The Story Behind Multiplying with Dice
Monday, February 27th, 2006Some of the types of worksheets on The Math Worksheet Site have stories behind them. The stories are interesting to me, so I would like to share one today, thinking that maybe you’ll like it too.
Scott had the idea for Adding Dice. It would assist children to bridge the gap between counting concrete things and the abstract concepts involved with working with numbers on paper. Also, most children play with dice, so on this worksheet they’d be working with something familiar to them.

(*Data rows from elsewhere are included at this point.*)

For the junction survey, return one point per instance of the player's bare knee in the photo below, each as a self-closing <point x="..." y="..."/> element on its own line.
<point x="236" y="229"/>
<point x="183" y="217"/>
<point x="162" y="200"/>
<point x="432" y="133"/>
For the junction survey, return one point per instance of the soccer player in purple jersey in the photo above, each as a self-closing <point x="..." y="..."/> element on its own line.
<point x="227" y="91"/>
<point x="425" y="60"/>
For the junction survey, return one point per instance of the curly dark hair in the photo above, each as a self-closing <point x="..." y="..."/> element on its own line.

Scott worked and worked to get the dice to look right to us. It took about two full days of work just to get good-looking dice. (Those are not just graphics that are dropped in place. There are complicated mathematical formulae involved in drawing those “simple” little dice every time they are placed on a worksheet.)

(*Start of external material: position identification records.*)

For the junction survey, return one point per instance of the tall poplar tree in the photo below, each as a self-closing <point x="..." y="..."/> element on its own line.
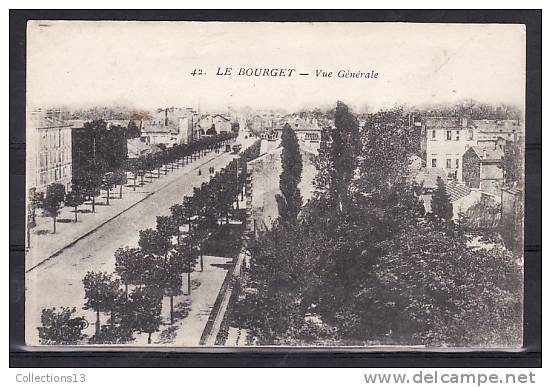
<point x="343" y="154"/>
<point x="441" y="205"/>
<point x="289" y="202"/>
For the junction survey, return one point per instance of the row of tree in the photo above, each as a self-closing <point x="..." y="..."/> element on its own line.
<point x="106" y="169"/>
<point x="132" y="295"/>
<point x="363" y="264"/>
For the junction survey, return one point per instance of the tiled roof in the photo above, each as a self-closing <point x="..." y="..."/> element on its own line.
<point x="428" y="177"/>
<point x="493" y="126"/>
<point x="491" y="153"/>
<point x="43" y="122"/>
<point x="442" y="122"/>
<point x="457" y="191"/>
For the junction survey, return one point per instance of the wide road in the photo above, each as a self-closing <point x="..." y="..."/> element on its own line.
<point x="58" y="282"/>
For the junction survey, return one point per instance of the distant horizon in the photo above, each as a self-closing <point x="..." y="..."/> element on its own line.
<point x="308" y="107"/>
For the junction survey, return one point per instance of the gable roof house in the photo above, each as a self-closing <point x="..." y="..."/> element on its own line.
<point x="483" y="169"/>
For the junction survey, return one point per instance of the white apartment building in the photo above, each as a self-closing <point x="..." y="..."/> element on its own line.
<point x="447" y="139"/>
<point x="49" y="150"/>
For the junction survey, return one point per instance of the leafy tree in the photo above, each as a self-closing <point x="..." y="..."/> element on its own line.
<point x="35" y="200"/>
<point x="59" y="327"/>
<point x="133" y="131"/>
<point x="513" y="163"/>
<point x="172" y="282"/>
<point x="179" y="216"/>
<point x="153" y="242"/>
<point x="441" y="206"/>
<point x="211" y="131"/>
<point x="167" y="227"/>
<point x="109" y="181"/>
<point x="282" y="273"/>
<point x="185" y="258"/>
<point x="55" y="194"/>
<point x="146" y="307"/>
<point x="129" y="266"/>
<point x="120" y="326"/>
<point x="119" y="178"/>
<point x="289" y="202"/>
<point x="344" y="151"/>
<point x="90" y="184"/>
<point x="199" y="236"/>
<point x="430" y="287"/>
<point x="74" y="199"/>
<point x="101" y="291"/>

In the course of testing, Scott produces a lot of scratch paper. Try this, print. Try that, print again.
Our son Paul, then age 8, picked up an Adding Dice worksheet from the large scratch paper pile. This particular worksheet involved adding just two dice. He answered all the problems. Then he went back and erased his answers.
Paul “did” the worksheet again, but this time he wrote an ‘x’ between the dice on each problem, and gave the answer for multiplying, instead of for adding.

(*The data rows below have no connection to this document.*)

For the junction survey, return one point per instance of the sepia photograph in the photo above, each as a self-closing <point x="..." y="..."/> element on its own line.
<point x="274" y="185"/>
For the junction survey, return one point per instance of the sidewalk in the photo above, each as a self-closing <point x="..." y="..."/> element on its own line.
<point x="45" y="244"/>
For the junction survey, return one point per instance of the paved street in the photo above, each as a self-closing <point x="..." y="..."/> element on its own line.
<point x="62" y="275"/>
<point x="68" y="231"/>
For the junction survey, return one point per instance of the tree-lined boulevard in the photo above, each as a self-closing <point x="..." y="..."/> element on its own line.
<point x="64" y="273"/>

As I processed laundry in the laundry room, Paul brought the worksheet to me, to proudly show his recent acquisition of the skill of multiplying, as well as the way he’d changed his daddy’s worksheet. I looked at it, something “clicked” inside me, and I told him to go show his dad. He ran to do so, and two hours later Scott had taken Adding Dice and modified it to become Multiplying with Dice.
Paul now proudly calls Multiplying with Dice HIS worksheet.